Peter, you're confusing terminology. Within the context of our discussion, a "fuse" is an electrical safety device that permanently interrupts current flow through a conductor (wire or circuit) if current flow through the circuit becomes excessive (greater than the amperage rating of the fuse). Fuses effectively protect circuitry from damage by melting, severing electrical connection, before other circuit components can overheat and catch fire. Fuses fail catastrophically, meaning that they cannot recover after melting and terminating current flow. The roughly 1" long clear glass capsules with metal end caps in the fuse box image you posted are "glass" fuses.
The metal can in the top left corner of the fuse box is called a "flasher." It is a very specialized type of automatically resetting circuit breaker or thermal relay. It functions as a switch that cyclically turns the signal lights on-off-on-off-on-off... as long as power is applied through it. The hazard and turn signal flashers are interchangeable.
Looking at factory wiring manuals, the 1976 and 1977 C & K models had the turn
and hazard flashers located in the fuse box (hazard flasher at top left and turn flasher at lower left). But, according to the
1978 Wiring Manual, the C & K models of that year used a "divorced turn signal flasher" that dangled out of the harness as I previously described. Generally, divorced flasher fuse boxes did not incorporate the two terminals for the turn signal flasher - there were no socket holes in the fuse box for the turn flasher.
The fuse box in your truck, however, was manufactured to physically accommodate a turn signal flasher. From recollection, there were very short transition periods during production runs in which 'divorced flashers' were used even though the fuse box was manufactured to accommodate both flashers. In those cases the turn signal flasher terminals were missing from the fuse box - the socket holes were there as in prior years, but they were blank.

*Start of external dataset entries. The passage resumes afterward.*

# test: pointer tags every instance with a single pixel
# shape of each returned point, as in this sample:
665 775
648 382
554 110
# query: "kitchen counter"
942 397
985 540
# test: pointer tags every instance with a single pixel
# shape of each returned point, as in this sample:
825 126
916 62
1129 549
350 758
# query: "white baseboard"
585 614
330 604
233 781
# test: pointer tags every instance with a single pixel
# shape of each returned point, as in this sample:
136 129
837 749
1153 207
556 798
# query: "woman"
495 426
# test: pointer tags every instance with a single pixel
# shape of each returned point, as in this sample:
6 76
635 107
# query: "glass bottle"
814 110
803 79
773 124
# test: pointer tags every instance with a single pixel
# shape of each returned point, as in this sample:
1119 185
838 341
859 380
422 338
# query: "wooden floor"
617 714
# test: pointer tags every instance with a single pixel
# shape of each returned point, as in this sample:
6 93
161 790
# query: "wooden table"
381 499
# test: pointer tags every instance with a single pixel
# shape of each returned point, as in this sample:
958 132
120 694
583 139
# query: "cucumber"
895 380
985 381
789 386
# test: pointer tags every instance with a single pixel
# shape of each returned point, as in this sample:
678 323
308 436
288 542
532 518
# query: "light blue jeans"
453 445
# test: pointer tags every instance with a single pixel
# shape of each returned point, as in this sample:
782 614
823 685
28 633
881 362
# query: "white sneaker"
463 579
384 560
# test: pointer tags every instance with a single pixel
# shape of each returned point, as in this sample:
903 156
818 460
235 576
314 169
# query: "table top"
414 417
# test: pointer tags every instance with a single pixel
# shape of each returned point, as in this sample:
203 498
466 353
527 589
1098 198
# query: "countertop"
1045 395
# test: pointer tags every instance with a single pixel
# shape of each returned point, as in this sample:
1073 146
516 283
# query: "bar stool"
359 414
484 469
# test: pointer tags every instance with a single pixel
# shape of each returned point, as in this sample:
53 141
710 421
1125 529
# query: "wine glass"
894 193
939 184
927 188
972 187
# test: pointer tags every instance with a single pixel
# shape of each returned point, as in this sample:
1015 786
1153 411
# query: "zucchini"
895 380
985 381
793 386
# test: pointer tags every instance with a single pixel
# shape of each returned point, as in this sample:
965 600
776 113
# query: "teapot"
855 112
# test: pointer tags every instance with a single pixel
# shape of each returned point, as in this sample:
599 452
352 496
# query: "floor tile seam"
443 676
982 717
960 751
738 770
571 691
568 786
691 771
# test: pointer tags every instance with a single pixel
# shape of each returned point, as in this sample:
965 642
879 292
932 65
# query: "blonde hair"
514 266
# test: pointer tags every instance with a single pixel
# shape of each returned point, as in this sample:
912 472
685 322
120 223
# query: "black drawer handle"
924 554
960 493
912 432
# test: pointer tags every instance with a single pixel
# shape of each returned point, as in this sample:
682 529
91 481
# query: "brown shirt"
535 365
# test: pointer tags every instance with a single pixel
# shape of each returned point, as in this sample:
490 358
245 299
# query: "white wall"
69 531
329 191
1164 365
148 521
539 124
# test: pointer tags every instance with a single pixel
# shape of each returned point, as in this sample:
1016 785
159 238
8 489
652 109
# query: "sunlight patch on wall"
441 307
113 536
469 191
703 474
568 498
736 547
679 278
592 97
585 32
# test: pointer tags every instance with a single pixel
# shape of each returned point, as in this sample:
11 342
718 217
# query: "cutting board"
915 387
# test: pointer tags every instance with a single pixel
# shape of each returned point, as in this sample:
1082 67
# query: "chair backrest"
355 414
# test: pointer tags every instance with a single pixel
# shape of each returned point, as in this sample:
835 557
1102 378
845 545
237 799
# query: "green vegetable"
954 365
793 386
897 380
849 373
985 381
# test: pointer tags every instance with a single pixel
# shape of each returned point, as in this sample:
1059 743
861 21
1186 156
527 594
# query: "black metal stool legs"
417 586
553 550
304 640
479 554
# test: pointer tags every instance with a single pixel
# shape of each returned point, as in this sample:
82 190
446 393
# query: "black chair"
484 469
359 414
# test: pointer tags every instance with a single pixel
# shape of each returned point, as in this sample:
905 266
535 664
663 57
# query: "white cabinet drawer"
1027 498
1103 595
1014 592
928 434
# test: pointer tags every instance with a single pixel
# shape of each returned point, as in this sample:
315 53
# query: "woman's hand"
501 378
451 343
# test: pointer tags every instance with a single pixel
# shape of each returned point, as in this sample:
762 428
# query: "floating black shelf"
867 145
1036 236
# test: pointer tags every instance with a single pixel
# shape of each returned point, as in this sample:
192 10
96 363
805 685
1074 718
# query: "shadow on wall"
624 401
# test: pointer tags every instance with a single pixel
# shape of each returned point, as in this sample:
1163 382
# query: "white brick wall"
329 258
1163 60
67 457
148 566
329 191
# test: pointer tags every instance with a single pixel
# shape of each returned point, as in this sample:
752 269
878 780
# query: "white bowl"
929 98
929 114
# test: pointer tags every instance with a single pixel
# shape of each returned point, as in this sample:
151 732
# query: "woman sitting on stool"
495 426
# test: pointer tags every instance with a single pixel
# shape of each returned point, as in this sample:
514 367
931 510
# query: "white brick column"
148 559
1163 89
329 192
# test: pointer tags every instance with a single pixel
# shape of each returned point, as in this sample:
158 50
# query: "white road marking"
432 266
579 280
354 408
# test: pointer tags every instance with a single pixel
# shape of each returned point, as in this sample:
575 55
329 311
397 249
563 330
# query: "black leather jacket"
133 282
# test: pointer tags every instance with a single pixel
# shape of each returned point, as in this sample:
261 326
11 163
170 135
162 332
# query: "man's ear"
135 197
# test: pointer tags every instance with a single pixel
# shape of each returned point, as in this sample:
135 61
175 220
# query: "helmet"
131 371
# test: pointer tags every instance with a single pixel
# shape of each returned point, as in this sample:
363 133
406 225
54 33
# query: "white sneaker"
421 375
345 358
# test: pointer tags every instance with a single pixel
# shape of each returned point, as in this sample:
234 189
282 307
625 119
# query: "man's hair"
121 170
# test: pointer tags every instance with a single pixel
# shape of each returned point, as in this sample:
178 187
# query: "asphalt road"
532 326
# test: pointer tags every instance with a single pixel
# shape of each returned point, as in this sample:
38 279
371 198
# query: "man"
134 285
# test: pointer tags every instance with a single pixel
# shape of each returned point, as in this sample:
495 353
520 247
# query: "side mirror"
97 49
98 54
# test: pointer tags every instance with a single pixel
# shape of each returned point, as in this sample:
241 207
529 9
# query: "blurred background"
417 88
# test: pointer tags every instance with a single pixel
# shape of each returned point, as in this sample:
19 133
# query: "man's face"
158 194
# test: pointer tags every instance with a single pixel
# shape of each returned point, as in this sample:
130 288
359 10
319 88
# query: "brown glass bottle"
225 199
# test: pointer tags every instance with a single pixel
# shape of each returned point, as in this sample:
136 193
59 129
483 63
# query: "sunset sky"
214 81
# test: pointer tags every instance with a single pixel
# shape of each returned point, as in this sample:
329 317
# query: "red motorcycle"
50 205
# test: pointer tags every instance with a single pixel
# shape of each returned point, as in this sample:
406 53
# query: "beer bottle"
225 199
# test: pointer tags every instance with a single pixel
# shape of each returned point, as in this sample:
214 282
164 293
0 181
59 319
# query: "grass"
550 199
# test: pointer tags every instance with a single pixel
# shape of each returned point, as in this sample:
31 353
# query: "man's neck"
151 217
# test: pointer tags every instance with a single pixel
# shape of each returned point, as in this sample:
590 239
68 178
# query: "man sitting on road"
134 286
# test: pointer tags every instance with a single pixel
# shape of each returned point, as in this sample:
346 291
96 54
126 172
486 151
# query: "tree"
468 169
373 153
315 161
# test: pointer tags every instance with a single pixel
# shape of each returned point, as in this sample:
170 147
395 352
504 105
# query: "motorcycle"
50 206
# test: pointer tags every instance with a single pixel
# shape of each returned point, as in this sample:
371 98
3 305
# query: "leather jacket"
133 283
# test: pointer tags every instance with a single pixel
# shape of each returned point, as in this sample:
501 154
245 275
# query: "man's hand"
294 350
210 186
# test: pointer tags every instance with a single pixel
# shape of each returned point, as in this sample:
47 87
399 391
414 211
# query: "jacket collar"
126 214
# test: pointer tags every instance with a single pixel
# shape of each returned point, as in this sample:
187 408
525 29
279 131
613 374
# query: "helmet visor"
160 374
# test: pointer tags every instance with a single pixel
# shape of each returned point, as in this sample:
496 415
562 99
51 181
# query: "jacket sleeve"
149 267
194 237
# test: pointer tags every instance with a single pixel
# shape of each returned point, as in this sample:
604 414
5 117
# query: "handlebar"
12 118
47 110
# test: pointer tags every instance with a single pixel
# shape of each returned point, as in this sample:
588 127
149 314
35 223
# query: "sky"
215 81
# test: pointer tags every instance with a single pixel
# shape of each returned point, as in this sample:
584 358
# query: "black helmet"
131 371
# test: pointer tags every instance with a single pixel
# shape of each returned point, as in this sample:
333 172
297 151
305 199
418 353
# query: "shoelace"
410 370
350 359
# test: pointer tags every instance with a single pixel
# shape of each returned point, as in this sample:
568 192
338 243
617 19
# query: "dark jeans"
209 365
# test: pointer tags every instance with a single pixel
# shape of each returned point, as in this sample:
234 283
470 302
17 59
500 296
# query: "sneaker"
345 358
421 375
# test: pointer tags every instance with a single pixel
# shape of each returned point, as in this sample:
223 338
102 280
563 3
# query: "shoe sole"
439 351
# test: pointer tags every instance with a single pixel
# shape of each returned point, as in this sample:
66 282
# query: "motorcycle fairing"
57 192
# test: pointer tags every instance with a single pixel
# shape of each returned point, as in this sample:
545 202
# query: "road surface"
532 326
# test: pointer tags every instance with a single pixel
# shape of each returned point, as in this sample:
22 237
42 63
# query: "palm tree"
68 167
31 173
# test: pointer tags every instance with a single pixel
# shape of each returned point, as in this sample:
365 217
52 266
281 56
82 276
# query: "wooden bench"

Regarding your truck, if a free hanging flasher socket is absent from under the dash and the flasher terminals are missing from the fuse box, I would inspect the backside of the fuse box to determine whether you can just install the appropriate wires and mount the turn flasher in the box using Packard 56 series terminals. Of course, there is still the matter of finding the existing wires under the dash (dark blue is ignition power into the flasher, purple is power out to the turn signal switch).